The series between the Irish and Wolverines is one that’s often hard to contextualize, unique among college football rivalries. Michigan is credited with “teaching the game” to Notre Dame, visiting in November 1887 for Notre Dame’s first intercollegiate football game, and dominated the early days of the series, winning the first eight contests.

However, Notre Dame took the 1909 game 11-3 in Ann Arbor, Michigan, in a game that changed the face of the rivalry for more than a generation. After the loss, amidst a dispute over player eligibility at Notre Dame, Michigan head coach Fielding Yost refused to play Notre Dame. Yost also worked to keep Notre Dame out of the then-Western Conference (now the Big Ten) and led an attempt at a conference-wide boycott of Notre Dame. The move led Notre Dame to begin series with Army, Navy and USC, contests that allowed the program to become a national football powerhouse, rather than a regional team.

Legend has it that the 1909 win inspired Notre Dame’s “Fighting Irish” moniker, too, with the Detroit Free Press writing, “Eleven Fighting Irishmen wrecked the Yost machine this afternoon.”

The Irish and Wolverines met once again in 1942 and 1943 — No. 1 Notre Dame downing No. 2 Michigan 35-12 in that second meeting — before being embroiled in a national title debate in 1947: The Irish were voted champions by the Associated Press at the close of the regular season, but an unofficial post-bowl vote had the Wolverines top.

But after that 1943 meeting, it took another 35 years for the rivalry to finally return on a semi-permanent schedule. From 1978 — the “reunion” game — through 2014, the series only skipped four years — 1983, 1984, 2000 and 2001 — before Swarbrick cancelled the series in 2012. The University’s move to the ACC, and agreement to play five football games each season against members of the conference, is often cited as a key reason for the cancellation.

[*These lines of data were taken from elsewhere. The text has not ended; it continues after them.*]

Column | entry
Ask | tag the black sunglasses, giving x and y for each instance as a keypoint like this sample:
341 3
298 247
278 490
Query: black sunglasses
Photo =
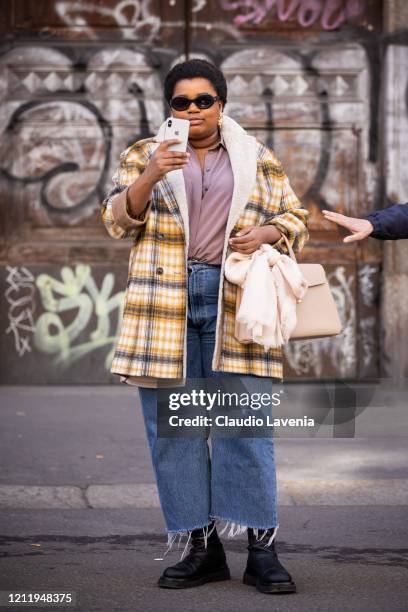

Though Notre Dame lost its last four trips to Ann Arbor, the Irish exited the series in 2014 on a high note, downing Michigan 31-0 at Notre Dame Stadium. And while Michigan leads the all-time series, with 24 wins against Notre Dame’s 17 (the teams tied in 1992), the series has been even since its resumption in 1978, with each side claiming 15 wins.

Irish head coach Brian Kelly has spoken out repeatedly about a desire to resume the series — doing so most recently last month — while Wolverines head coach Jim Harbaugh did this June as well. The game in 2018 will be the first time the Irish have faced a Harbaugh-coached team since 2010, when the former San Francisco 49ers head coach was at Stanford.

"I’m excited to see Notre Dame and Michigan, two brand-name programs, get back together on the football field,” Kelly said in the press release. “Both programs have a long and storied history of success. We’re talking about the two winningest programs in all of college football.”

In December, The Observer sat down with Swarbrick, asking him about a potential resumption of the Michigan series.

“There’s no question that we would welcome the opportunity to play Michigan again. Brian has been clear about that, and Michigan is as well,” Swarbrick said Dec. 16.

The resumption follows the March announcement that Notre Dame’s hockey program is set to leave Hockey East for the Big Ten, starting in 2017, a move that publicly signaled the ongoing détente between the two schools. Additionally, fans got to see a minor resumption of the rivalry this March, when Notre Dame beat Michigan 70-63 in the first round of the men’s basketball NCAA tournament before the Wolverines downed the Irish in overtime, 3-2, to open the NCAA hockey tournament.